6:45	12:30	17:45	VM recreated, but data partition was corrupted and couldn't be mounted. Click here to expand... [ 275.419650] sd 2:0:0:1: [sdb] tag#9 CDB: Write(10) 2a 00 00 80 09 08 00 00 08 00 [ 275.419651] blk_update_request: I/O error, dev sdb, sector 8390920 [ 275.422618] sd 2:0:0:1: [sdb] tag#10 FAILED Result: hostbyte=DID_OK driverbyte=DRIVER_SENSE [ 275.422621] sd 2:0:0:1: [sdb] tag#10 Sense Key : Aborted Command [current] [ 275.422623] sd 2:0:0:1: [sdb] tag#10 Add. Sense: I/O process terminated [ 275.422625] sd 2:0:0:1: [sdb] tag#10 CDB: Write(10) 2a 00 00 80 08 08 00 00 08 00 [ 275.422627] blk_update_request: I/O error, dev sdb, sector 8390664 [ 275.492766] JBD2: recovery failed [ 275.492774] EXT4-fs (sdb1): error loading journal [ 275.498303] VFS: Dirty inode writeback failed for block device sdb1 (err=-5). After several different attempts, Cintia decided it was beyond repair, and tried to reformat partition (even if it meant the data would be lost)
6:55	12:40	17:55	Cintia decided that the volume should be deleted instead, because it was not possible to repartition it. Cintia attempted to convince terraform to recreate the volume in OpenStack.

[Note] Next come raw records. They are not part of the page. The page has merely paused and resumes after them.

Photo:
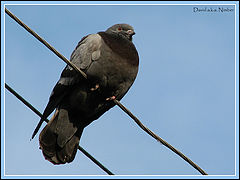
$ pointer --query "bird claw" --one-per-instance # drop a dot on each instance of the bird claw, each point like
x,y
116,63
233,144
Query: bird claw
x,y
95,88
110,98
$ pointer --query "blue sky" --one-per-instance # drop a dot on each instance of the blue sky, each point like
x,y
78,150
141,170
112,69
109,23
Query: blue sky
x,y
184,91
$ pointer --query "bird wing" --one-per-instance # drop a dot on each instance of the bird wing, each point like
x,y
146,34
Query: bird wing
x,y
84,54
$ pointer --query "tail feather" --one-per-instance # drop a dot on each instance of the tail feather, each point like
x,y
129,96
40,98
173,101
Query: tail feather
x,y
59,147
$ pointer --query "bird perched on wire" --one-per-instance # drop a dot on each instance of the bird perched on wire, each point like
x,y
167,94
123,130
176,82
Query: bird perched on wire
x,y
110,61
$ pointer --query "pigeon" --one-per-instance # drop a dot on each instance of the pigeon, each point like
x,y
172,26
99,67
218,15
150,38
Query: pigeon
x,y
110,61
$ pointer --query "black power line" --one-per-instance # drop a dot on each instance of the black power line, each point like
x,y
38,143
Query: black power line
x,y
115,101
46,120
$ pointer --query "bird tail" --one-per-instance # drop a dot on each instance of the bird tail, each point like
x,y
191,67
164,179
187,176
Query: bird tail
x,y
59,139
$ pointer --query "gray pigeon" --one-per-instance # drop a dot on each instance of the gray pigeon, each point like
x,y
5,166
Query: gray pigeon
x,y
110,61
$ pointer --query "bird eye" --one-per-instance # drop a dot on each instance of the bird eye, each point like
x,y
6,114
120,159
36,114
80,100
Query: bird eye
x,y
119,28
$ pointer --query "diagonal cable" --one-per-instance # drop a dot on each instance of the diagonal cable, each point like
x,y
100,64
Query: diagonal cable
x,y
46,120
115,101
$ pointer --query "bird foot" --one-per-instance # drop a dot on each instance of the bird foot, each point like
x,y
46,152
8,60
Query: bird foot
x,y
110,98
95,88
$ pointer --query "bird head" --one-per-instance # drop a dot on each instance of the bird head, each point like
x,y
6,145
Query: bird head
x,y
124,30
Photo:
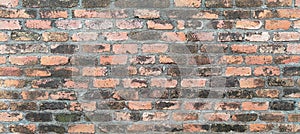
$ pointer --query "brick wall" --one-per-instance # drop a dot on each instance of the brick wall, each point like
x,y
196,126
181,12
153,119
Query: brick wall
x,y
137,66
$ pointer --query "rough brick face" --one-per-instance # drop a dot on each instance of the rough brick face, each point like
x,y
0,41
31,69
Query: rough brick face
x,y
149,66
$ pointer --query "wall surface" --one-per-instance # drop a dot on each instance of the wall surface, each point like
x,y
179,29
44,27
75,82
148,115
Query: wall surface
x,y
149,66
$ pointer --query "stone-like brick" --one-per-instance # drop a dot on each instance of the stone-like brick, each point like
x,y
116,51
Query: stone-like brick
x,y
9,3
255,106
50,4
146,13
248,3
10,117
54,14
81,128
38,24
95,3
143,4
17,13
277,24
68,24
10,25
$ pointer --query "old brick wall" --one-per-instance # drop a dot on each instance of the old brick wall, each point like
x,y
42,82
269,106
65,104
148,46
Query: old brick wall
x,y
137,66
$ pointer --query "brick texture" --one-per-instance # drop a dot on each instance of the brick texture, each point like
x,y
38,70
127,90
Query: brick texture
x,y
149,66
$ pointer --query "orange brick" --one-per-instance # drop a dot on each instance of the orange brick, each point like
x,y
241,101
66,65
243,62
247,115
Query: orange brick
x,y
277,24
255,106
238,71
262,59
139,105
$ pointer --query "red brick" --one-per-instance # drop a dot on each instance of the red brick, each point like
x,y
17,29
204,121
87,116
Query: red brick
x,y
288,13
9,3
251,82
238,71
244,48
9,25
194,128
228,59
3,36
286,36
129,24
10,117
125,48
187,3
216,116
146,13
159,24
106,83
54,60
10,71
173,37
260,127
113,60
184,116
134,83
35,95
277,24
267,93
197,105
266,71
55,36
255,106
139,105
115,36
23,60
154,48
262,59
248,24
163,83
14,83
68,24
94,71
38,24
193,83
54,14
81,128
85,36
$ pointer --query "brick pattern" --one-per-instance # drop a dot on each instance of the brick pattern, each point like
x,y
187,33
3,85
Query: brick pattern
x,y
149,66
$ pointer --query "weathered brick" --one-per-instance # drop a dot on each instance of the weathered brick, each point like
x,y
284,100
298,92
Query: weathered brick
x,y
68,24
38,24
10,25
9,3
129,24
252,82
81,128
146,14
277,24
249,3
10,117
143,4
95,3
50,4
17,13
54,14
19,128
98,24
255,106
218,3
54,60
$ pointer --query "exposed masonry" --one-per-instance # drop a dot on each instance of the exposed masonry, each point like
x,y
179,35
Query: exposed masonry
x,y
149,66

7:20	13:05	18:20	Even after several attempts, the old data volume couldn't be deleted from OpenStack (neither by openstack cli nor terraform) Cintia removed the disk from terraform state file, and forced a new volume.
7:40	13:25	18:40	Machine again in datadog
8:18	14:03	19:18	Backup files being copied to /data, after ansible finished.
8:27	14:12	19:27	Backups restored, but crowd refused to connect to ldap, so does telnet from crowd and ID dashboard machines.
8:40	14:25	19:40	We discoverd UFW is configured wrong in ansible for ldap server. How was that even working before???????
9:00	14:45	20:00	UFW is configured and reloaded. Telnet appears to be working again.
9:08	14:53	20:08	Comms being sent as login to JIRA and confluence are working again

Actions:

Raise ticket to Jetstream about data volume ( to be deleted/investigated)
Have pingdom alerts for ldap down
How could we have known the disk failed????